The differences in the time domain between the recorded measurements and the signals restored on the test bench are negligible. The curves modelling the dynamics of the signals (C/N0) are perfectly superposable. The additional replay sessions confirm the very good representativeness of the GNSS signals and the excellent instrumental reproducibility of the bench tests

 

Representativeness

This diagram evaluates the representativeness of the data generated by the replay technique by comparing it to the real-world data collected by means of an onboard vehicle collection campaign.
At first, a batch of 6 uBlox M8T receivers is used to calculate the position of the vehicle with the original GNSS signals. Next, the same batch of receivers is subjected to the same GNSS signals digitized during the campaign and synthesized on a test bench.
The two curves, showing the respective statistical distribution of the two test techniques, show very close agreement.

 

Reproductivity

This diagram evaluates the reproducibility of the replay technique by comparing 3 successive replay sessions on the same batch of 6 uBlox M8T receivers subject to the same signals previously digitized on-site. As for the previous diagram, the errors of the 6 receivers are consolidated and sampled.

The superposition of the 3 curves shows a perfect reproducibility for 60% of the results. Beyond this, the differences are due to the dispersions of receiver measurements within the defined zones.

 

NB. : The cumulative distribution function (CDF ) displays the cumulative probability of positional deviations between a receiver’s GNSS measurements and the ground truth. The resulting curve thus shows the percentage of occurrences over a given error interval.

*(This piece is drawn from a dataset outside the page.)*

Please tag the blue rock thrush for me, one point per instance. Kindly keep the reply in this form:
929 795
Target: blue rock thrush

Collecting campaigns to digitize signals require sophisticated technical means and a rigorous methodology. The replay sessions are, for their part, much more accessible and easier to implement. The degree of representation depends on the digitizing technology, the receiver chain (antenna, LNA , cables, splitter ), the instrument options (AGC , OCXO) and the selected settings (bandwidth, quantification). The quality of this technique is therefore determined by the initial collection operations.

 

DISCUSSION

Representativeness and reproducibility of GNSS signals opens up new perspectives for developing, evaluating and validating geolocation equipment. In particular, the operational results can be compared from one GNSS terminal to another, and for the same equipment, with different sets of parameters.

We have also seen that reconstructed GNSS signals are comparable from one SDR replayer to another. In fact, the position measurements from the same receiver obtained from two different sets of replay equipment are similar. The technique is independent, inexpensive, simple and quick to implement, as the digitized signals and associated metadata are freely available. In this context, standardization of file formats is already in progress.

It is primarily intended for companies operating within the ITS value chain. Equipment choices for industry applications will be based on more precise criteria and be more closely related to the final destination of the products. R & D teams will adjust the performance of their prototypes by concentrating on improved settings.

 

CONCLUSIONS

This study has revealed that replay techniques have many advantages. The EN16803 standard developed within CEN/CENELEC takes them into account to validate the performance of GNSS terminals dedicated to road transport. This technique has a promising future with multiple uses and evolutions.